Bronchopulmonary dysplasia (BPD) in preterm infants remains a major health burden despite many therapeutic interventions. Inhaled corticosteroids (IC) may be a safe and effective therapy.
To assess the safety and efficacy of IC for prevention or treatment of BPD or death in preterm infants.
PubMed, the Cochrane Library, Embase, and CINAHL from their inception until November 2015 together with other relevant sources.
Randomized controlled trials of ICs versus placebo for either prevention or treatment of BPD.
This meta-analysis used a random-effects model with assessment of quality of evidence using the Grading of Recommendations Assessment, Development and Evaluation (GRADE) system.

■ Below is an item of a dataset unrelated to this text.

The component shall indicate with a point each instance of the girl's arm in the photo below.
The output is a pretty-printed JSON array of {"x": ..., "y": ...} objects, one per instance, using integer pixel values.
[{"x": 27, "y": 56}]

Thirty-eight trials were identified, and 16 met inclusion criteria. ICs were associated with a significant reduction in death or BPD at 36 weeks’ postmenstrual age (risk ratio [RR] = 0.86, 95% confidence interval [CI] 0.75 to 0.99, I2 = 0%, P = .03; 6 trials, n = 1285). BPD was significantly reduced (RR = 0.77, 95% CI 0.65 to 0.91, I2 = 0%, 7 trials, n = 1168), although there was no effect on death (RR = 0.97, 95% CI 0.42 to 2.2, I2 = 50%, 7 trials, n = 1270). No difference was found for death or BPD at 28 days’ postnatal age. The use of systemic steroids was significantly reduced in treated infants (13 trials, n = 1537, RR = 0.87, 95% CI 0.76 to 0.98 I2 = 3%,). No significant differences were found in neonatal morbidities and other adverse events.
Long-term follow-up data are awaited from a recent large randomized controlled trial.
Very preterm infants appear to benefit from ICs with reduced risk for BPD and no effect on death, other morbidities, or adverse events. Data on long-term respiratory, growth, and developmental outcomes are eagerly awaited.